Do you have a favourite book, film or painting, which inspires you?

 Without hesitation, Letters to A Young Poet by Rainer Maria Rilke. I almost wish I could live my life inside that book.

 

 What is your greatest indulgence in life?

 Finding stones. Or, rather, letting stones find me.

 

What fictional character from literature or film would you like to meet?

 Phèdre from Jean Racine’s Phèdre. I wrote my university dissertation on this play. Ideally, I would like to sit and read to her what I wrote about her. I would be curious to see if I get a reaction in the midst of all of her woe.

 

 Do you believe that true creative expression can exist in the digital world?

 I feel the current ‘Screen Age’ we are living in, despite attempting to better connect us, paradoxically disconnects us from certain truths.

 

What do you wish every child were taught?

That mistakes are there to be made. To stay curious. Curiousity and attention are vitality. They connect us to others.

 

 

Have you ever had a moment when you questioned your career entirely?

Not yet. I don’t pose too many questions about my career, I tend to let the wind blow me naturally in different directions. I worked as a journalist, graphic designer, translator, waitress, curator (to name but a few), before I started exhibiting my own artwork. I think everything builds on what comes before. The more building blocks we have, and the more diverse the shapes and colours, the more interesting our ‘careers’ will become.

 

What is your favourite art gallery and why?

 A recent visit to Cologne in Germany led to a discovery of the Kolomba Museum, designed by Peter Zumthor. Stone ruins, a secret garden, a dense archeological site; it was one of the most elegant spaces, housing one of the most exquisite collections. The whole visit (from viewing the artworks to walking through the space) became in itself a spiritual experience. Extraordinary.

 

Who would you most like to collaborate with and why?

Max Richter. His musical compositions have had a profound effect on me. I have a project to propose to him involving translating some of my drawings into music.

 

What is your daily routine when working?

I do try to dedicate a part of every day to working in the studio. As a lot of my work requires solitude and silence, I am able to find that in there. When I’m not painting or drawing, I can work equally efficiently in a crowded café.

 

What has been your most inspiring travel experience?
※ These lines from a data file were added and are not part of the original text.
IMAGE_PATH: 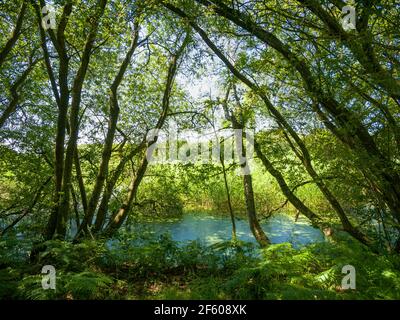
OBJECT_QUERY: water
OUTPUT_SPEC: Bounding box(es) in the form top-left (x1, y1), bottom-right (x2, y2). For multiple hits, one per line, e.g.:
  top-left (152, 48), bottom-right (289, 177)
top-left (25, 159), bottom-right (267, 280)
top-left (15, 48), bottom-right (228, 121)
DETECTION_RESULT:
top-left (131, 214), bottom-right (324, 248)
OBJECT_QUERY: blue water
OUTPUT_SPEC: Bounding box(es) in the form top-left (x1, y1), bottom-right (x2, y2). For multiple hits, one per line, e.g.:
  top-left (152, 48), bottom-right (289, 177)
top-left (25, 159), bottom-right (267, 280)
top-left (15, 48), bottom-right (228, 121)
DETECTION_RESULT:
top-left (131, 214), bottom-right (324, 248)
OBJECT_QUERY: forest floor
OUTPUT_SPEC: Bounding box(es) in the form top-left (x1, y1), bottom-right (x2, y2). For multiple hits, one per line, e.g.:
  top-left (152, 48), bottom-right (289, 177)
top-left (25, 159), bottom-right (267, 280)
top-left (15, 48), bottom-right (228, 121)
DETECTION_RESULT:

 Four years ago, I was in Ile de Re, an island just off the west coast of France. I found a broken stone on the beach that then became an integral part of my work. The chance event of finding that stone might have meant absolutely nothing to someone else, but for me, it symbolized absolutely everything. That very stone later served as a main piece in my first solo exhibition at Galerie Fatiha Selam.

 

 

What advice would you give to a young person following in your footsteps? 

disengnia Antonio disegnia Antonio / disegnia e non perdere tempo’ (draw Antonio draw Antonio / draw and don’t waste time)  – Michaelangelo wrote these words to his boy apprentice on some studies of the Virgin and Child. I would urge anyone to follow that.

  

Do you find that Paris’s culture inspires or influences your art?

 Paris is still full of the brilliance of past visitors, enriched by the passage of all the artists of the world. The sky is opaline. Each stone has a history. Whether or not I move away to discover new cultures, Paris will always remain a muse.

  

Why do you love what you do?

 There is definitely something very meditative and tranquil in the painting technique I have adopted. Like Mark Rothko’s huge black canvases, the whole process tends to draw me in, calm me down and enable me to draw my thoughts together. I enjoy the flexibility and spontaneity of what I do. I will be eternally grateful for that lucky star above my head.